EE UU y China afrontan su primer cara a cara de la era Biden tras un año de tensiones crecientes
Anchorage (Alaska) será escenario este jueves y viernes del primer encuentro personal entre los jefes de la diplomacia de Estados Unidos, Antony Blinken y Jake Sullivan, y sus homólogos chinos, Yang Jiechi y Wang Yi. Una cita con las espadas en alto: la nueva Administración estadounidense aspira a contrarrestar la agresiva diplomacia de Pekín y a superar su dependencia estratégica en suministros clave; y el gigante asiático, a no ceder ni un ápice de su soberanía o seguridad en asuntos como Hong Kong o la situación en la región de Xinjiang. Derechos humanos, lucha por la competencia y una tensa guerra comercial heredada de Donald Trump dibujan el escenario donde se desarrollará un nuevo episodio de la lucha por la supremacía global.
Pactada para tantearse mutuamente, y empezar a dibujar los planteamientos de los lazos bilaterales en los próximos cuatro años, nadie espera progresos de calado en esta primera reunión de la era Biden entre los dos gigantes mundiales. En los últimos 12 meses han vivido los momentos más bajos en casi 50 años de relaciones, y no hay visos de que vayan a mejorar de manera radical. La Casa Blanca se encuentra en plena revisión de 100 días sobre su política hacia Pekín. China —convencida de que, en palabras de su líder Xi Jinping, “Oriente está en alza y Occidente en decadencia”— llega de aprobar un Plan Quinquenal con el que planea blindar su economía de dependencias exteriores excesivas.
Que las expectativas son limitadas lo reconocen los propios interesados. ”Por supuesto, no esperamos que una sola reunión resuelva todos los asuntos entre China y Estados Unidos. Por eso no tenemos unas expectativas demasiado altas, ni nos engañamos con eso”, asegura el embajador chino en Washington, Cui Tiankai, en declaraciones que publica el periódico estatal China Daily.
No habrá una declaración conjunta final. Tampoco acto social alguno para romper el hielo entre las dos delegaciones —ni siquiera una de las cenas habituales en este tipo de encuentros— entre las tres sesiones, de tres horas cada una, previstas en la agenda.
La reunión, a mitad de camino entre ambas capitales por insistencia de Washington, se produce después de que Blinken y Sullivan hayan completado una gira por Asia que les ha llevado a Tokio y Seúl, la primera salida al exterior desde sus nombramientos.
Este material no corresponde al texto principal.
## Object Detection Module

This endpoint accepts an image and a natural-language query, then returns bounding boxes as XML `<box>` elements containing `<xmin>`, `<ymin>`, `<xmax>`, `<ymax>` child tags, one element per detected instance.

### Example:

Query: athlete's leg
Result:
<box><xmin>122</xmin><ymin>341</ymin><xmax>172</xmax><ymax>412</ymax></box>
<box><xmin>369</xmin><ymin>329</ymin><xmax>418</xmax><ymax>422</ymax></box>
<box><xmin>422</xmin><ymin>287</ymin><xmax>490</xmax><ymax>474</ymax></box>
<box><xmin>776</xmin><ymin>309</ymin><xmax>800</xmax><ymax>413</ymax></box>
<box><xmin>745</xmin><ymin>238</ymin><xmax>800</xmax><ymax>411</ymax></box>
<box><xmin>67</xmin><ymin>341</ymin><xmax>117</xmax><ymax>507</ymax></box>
Junto con la reunión virtual presidida por el presidente Joe Biden la semana pasada del llamado Quad ―la alianza defensiva informal entre EE UU, Japón, Australia y la India—, el encuentro de Anchorage se retrasó hasta que la Casa Blanca pudo pergeñar una estrategia común con sus aliados asiáticos. Un gesto con el que Washington quiere comunicar a China la atención que va a dedicar a Asia —y a la rivalidad con Pekín— en los próximos cuatro años.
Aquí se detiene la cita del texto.